Le Grand Entretien : Alexandre Ricard, président directeur général du groupe PERNOD RICARD

Il ne doit pas être simple, aujourd’hui, d’être le PDG d’un groupe mondial, producteur et distributeur de vins et spiritueux, à l’heure où les bars, hôtels, clubs et restaurants, les réunions familiales, bref les espaces de convivialité sont fragilisés. Comment allez-vous et comment se porte le groupe ?

Deux mots me viennent à l’esprit : résilience et agilité. Résilience tout d’abord : les êtres humains s’adaptent toujours à leur environnement et à ses bouleversements. Et agilité, parce que nous nous sommes adaptés, partout où nous sommes présents dans le monde, c’est-à- dire sur 86 marchés. Au-delà des chiffres et des résultats, nous avons en effet enregistré des gains de part de marché sur la quasi-totalité des pays dans lesquels nous opérons. Le chiffre d’affaires clos fin juin 2020 s’est élevé à 8,448 milliards d’euros.

Dans un contexte difficile, nous avons observé “une bonne résilience du Off-Trade”, la vente à emporter de nos produits, tout simplement parce que les consommateurs se sont tournés plus encore que d’ordinaire vers des marques de confiance.

Comment vous associez-vous au secteur bars et restaurants, l’un des plus durement touchés par la crise ?

Cet environnement est fortement impacté. Dès les premiers jours de cette crise sanitaire, nous avons décidé de soutenir le secteur. De manière concrète, en France, nous nous sommes associés à la plate-forme “J’aime mon bistrot”, qui vise à soulager la trésorerie de ces entreprises essentielles à la vie sociale que sont les cafés, bars et restaurants.

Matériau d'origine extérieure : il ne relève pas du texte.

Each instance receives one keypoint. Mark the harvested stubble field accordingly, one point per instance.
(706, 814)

Nous sommes partenaires de l’initiative “1 000 cafés”, projet qui s’est donné pour ambition de permettre la sauve- garde ou l’ouverture de 1 000 cafés dans des communes de moins de 3 500 habitants.

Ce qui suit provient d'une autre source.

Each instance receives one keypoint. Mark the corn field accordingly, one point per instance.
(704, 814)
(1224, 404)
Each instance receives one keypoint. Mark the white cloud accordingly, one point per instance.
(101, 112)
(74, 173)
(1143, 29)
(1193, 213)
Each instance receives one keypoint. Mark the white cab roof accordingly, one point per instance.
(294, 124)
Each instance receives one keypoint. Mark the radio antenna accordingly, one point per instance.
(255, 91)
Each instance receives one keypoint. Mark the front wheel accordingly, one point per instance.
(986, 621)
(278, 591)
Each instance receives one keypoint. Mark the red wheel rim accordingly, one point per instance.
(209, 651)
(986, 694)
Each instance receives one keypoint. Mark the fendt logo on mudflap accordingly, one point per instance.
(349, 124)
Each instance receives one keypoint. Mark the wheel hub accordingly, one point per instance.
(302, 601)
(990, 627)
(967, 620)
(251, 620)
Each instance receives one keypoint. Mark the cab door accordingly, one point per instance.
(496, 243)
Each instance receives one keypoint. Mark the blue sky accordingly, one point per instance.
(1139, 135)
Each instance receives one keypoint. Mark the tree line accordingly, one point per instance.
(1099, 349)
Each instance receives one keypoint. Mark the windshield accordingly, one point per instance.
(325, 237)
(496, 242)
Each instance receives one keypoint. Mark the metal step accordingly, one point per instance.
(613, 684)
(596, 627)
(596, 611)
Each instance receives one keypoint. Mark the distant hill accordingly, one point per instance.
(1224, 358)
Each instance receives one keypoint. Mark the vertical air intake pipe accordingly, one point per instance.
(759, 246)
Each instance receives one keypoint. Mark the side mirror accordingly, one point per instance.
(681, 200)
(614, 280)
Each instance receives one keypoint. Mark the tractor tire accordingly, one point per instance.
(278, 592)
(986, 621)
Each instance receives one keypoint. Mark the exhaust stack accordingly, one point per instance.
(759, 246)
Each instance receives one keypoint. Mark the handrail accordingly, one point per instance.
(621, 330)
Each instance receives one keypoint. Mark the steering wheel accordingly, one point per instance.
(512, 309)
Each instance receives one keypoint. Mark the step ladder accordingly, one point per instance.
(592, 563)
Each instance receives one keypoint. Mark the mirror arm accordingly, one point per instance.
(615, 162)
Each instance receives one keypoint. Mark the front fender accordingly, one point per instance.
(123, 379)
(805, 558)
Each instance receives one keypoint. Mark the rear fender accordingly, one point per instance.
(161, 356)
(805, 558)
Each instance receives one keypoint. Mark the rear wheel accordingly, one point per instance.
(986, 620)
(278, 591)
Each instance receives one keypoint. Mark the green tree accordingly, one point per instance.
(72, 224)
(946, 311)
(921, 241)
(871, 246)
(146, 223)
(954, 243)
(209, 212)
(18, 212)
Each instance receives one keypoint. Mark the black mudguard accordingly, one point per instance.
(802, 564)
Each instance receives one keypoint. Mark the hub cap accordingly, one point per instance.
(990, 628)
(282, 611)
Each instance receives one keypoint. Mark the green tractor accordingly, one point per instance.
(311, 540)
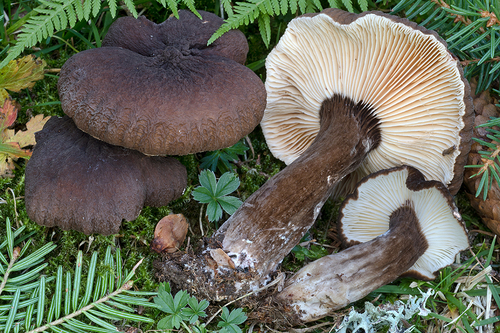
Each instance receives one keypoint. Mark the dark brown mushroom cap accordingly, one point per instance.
(77, 182)
(188, 32)
(366, 213)
(184, 98)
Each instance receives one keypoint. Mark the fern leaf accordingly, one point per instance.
(334, 3)
(78, 9)
(265, 29)
(266, 8)
(244, 14)
(96, 7)
(87, 8)
(227, 7)
(50, 16)
(71, 17)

La contribution de Pernod Ricard prend la forme d’une dotation financière et se matérialise également par un accompagnement à l’installation des nouveaux cafetiers. Cet engagement passe par le partage d’outils de formation pour les futurs gérants afin de les former à une vente responsable des produits alcoolisés ou à la gestion durable de leur établissement. Sans oublier nos dons d’alcool pur au laboratoire Cooper pour lui permettre de fabriquer, dès le début de la crise, des millions de doses individuelles de gel hydroalcoolique.

La signature de Pernod Ricard, “créateur de convivialité”, est une belle promesse. Concrètement, comment comptez-vous créer de la convivialité aujourd’hui ?

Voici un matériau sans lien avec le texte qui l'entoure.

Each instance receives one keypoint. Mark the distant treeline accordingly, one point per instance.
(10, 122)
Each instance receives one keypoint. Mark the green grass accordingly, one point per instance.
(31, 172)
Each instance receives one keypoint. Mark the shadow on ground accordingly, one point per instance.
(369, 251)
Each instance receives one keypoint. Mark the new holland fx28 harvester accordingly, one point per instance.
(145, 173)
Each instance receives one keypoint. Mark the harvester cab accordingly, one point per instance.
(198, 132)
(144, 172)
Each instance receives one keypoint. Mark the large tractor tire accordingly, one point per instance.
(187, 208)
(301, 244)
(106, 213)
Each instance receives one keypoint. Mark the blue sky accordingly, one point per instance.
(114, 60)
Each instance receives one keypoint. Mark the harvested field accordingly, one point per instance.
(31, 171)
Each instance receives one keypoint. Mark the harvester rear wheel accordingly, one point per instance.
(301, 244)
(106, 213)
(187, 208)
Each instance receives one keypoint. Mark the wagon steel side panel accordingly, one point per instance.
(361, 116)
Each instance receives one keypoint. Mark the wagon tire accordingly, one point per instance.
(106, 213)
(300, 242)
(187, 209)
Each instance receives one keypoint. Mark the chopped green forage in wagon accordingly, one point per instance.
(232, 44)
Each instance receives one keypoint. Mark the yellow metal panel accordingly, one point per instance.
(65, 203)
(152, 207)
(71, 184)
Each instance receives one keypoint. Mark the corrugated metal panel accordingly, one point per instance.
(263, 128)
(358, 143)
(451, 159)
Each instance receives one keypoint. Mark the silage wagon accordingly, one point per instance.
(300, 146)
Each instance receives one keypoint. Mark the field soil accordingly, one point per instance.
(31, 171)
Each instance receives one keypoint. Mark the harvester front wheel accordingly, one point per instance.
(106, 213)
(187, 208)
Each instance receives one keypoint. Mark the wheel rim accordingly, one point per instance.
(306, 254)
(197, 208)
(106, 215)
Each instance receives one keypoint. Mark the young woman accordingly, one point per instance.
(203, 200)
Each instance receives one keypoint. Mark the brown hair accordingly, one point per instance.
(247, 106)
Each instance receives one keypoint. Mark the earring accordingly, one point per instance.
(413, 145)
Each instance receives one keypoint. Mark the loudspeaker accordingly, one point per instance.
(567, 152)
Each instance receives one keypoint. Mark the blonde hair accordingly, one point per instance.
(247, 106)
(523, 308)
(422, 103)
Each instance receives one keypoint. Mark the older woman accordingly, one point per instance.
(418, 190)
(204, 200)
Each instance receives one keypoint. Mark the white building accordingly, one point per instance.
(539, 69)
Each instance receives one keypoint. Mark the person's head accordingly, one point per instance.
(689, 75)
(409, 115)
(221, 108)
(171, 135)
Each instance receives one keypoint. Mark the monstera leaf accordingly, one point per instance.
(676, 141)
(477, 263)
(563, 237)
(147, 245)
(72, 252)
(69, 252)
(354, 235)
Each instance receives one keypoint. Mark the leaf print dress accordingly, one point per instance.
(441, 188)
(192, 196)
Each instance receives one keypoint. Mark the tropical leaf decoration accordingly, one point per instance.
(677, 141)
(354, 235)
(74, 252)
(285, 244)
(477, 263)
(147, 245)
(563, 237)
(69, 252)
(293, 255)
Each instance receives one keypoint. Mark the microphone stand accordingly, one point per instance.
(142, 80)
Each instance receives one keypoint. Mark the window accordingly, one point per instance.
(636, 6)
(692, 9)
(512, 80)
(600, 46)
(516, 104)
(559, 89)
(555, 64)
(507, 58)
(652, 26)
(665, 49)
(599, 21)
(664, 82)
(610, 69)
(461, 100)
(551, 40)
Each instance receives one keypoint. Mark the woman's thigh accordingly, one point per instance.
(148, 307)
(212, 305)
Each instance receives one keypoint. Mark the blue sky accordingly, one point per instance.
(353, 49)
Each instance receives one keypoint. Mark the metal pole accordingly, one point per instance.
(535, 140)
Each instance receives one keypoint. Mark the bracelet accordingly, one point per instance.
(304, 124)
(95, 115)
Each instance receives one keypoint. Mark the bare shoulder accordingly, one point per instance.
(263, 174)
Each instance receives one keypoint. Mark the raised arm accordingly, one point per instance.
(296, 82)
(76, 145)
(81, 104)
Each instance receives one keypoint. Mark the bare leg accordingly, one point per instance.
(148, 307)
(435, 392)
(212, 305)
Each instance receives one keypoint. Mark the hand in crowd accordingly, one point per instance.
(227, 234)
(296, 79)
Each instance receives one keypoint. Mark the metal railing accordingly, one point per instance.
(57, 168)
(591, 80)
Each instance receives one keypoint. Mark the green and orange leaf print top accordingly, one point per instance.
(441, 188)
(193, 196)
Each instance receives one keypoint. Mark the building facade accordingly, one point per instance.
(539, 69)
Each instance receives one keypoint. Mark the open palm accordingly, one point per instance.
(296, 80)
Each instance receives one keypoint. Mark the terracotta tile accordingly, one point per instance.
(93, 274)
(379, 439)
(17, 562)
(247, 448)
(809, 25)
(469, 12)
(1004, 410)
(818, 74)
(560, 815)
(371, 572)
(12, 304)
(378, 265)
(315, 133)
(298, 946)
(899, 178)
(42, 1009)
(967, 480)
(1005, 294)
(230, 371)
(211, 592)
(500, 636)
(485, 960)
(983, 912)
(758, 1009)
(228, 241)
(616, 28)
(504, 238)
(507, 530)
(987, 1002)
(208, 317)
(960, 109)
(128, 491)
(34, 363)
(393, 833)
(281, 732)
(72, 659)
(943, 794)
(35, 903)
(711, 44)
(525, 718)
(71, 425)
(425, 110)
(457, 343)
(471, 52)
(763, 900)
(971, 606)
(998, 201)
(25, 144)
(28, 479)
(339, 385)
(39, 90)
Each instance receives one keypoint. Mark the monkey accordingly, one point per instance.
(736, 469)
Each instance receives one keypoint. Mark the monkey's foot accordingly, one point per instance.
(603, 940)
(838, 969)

Il y a des choses qui vivent et survivent au-delà des crises. Le besoin de partager des moments, de se retrouver ensemble, reste intact. Parfois, il faut des crises comme celle-ci pour que les individus prennent conscience de l’importance de la convivialité. Vous n’imaginez pas le nombre de témoignages que je reçois de la part d’hommes et de femmes qui se retrouvent complètement dépités à mesure que cette crise s’installe.

Le repli sur soi, le confinement sont contre nature. Prenons de la hauteur, et n’oublions pas que notre civilisation a surmonté bien des épreuves. Il faudra tirer les leçons de cette crise.

Terrasse de The Island
Terrasse de The Island, quartier Saint-Lazare, Paris © Myr Muratet

Allez-vous démontrer que vous-même, à l’échelle du groupe, avez tiré les leçons de cette crise, par une stratégie RSE plus ciblée par exemple ?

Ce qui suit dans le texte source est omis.